Saturday, January 12, 2008

Doctor Atomic

I'm not the biggest fan of John Adams' music. So I approached Lyric Opera's production of Doctor Atomic with a bit of apprehension. Yet it pleasantly surprised me.

At last I have found a work of Adams which I genuinely appreciate. His texture of orchestration and vocal lines are so rich in working together that they just can't be fully appreciated in one night's attendance. Indeed, while there are few operatic productions which I feel a sense of urgency to attend a second time, this is certainly one which has elicited such an effect.

As to the stage and plot production, itself, I found it worthy. In dealing with a topic where we essentially know the outcome, there is a challenge of making things especially interesting. In this work it was approached through delving into the human struggles and tensions of the time and individual personalities. Initially, I feared that this might be done tritely, in an oversimplified, almost idealistic or all too easily agendicized manner. Instead, it left me with an impression of genuineness as to the sincere challenges which we human beings experience when faced with such serious odds.

The final scene, itself, is breathtaking. A flurry of activity occurs as an extended countdown to the experimental test approaches. Then an eerie period of stillness -waiting, watching in uncertainty of the moment, yet knowing of history what is to come. Once the bomb is detonated, we will understand clearly that our world is now a different place. Who will live, who will die, what will the future hold for us as a society of mankind? Yet, the truly telling thing of remarkable power here was an extended silence which followed the final note. Even as darkness fell upon the stage, instead of the typical outburst of applause which might have immediately come at the end of most productions, an almost reverential, thoughtful period remained for several seconds... no one seeming to want to break it with what would now seem inappropriate claps. Perhaps this had something to do with it being a new work... was it truly over yet? Still, in many a case the excitement of an outstanding scene brings about eruption. Not here... only stillness which was spoke significant. Indeed, even after the first hands were put together and final bows, it was hard to move on to other things that evening. I would have liked to linger longer in quiet contemplation of the disturbing reality which was upon us.
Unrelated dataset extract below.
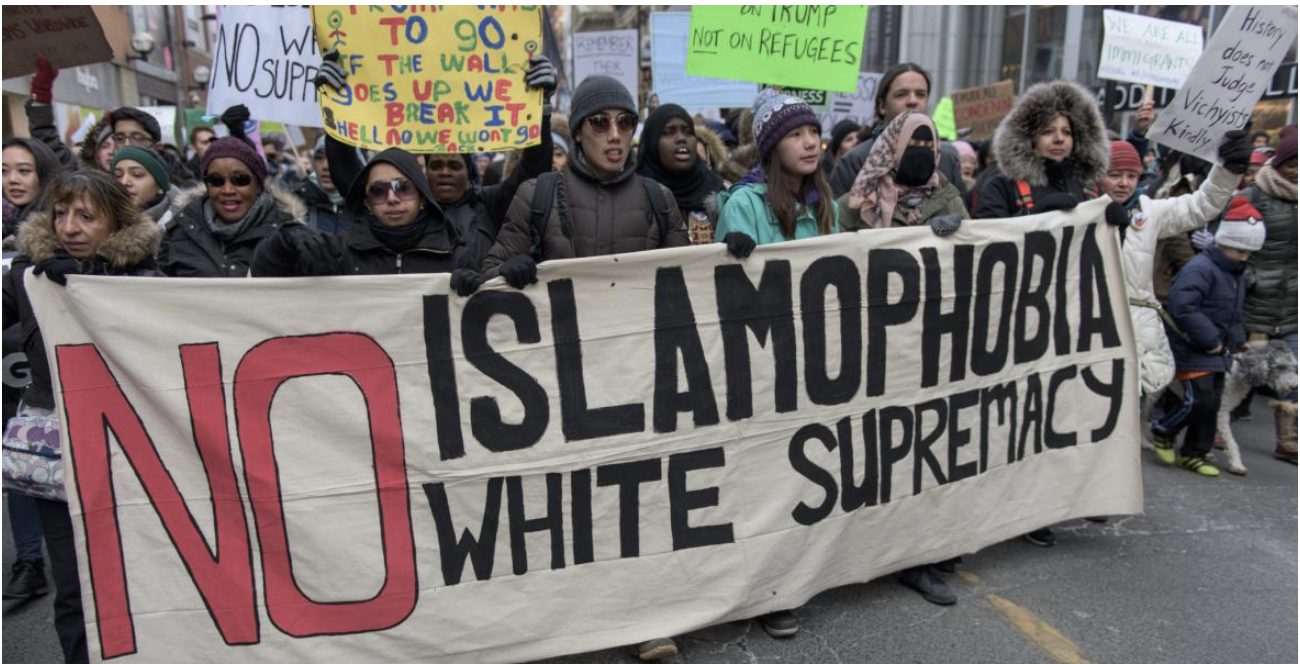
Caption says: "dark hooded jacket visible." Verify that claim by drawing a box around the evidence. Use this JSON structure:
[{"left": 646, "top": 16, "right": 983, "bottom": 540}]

Someone else who has seen the production commented to me that it is, "... difficult, but necessary." I might say, "challenging" rather than "difficult", but before Doctor Atomic closes it's January run at the Civic Opera House, you should not miss experiencing this necessary piece of important art. One which is so poignant in our contemporary time, when remembrance of the era is still living with us. But also a work which, surely, will last due to the topic's matter in history and the opera's timeless theme of human struggle.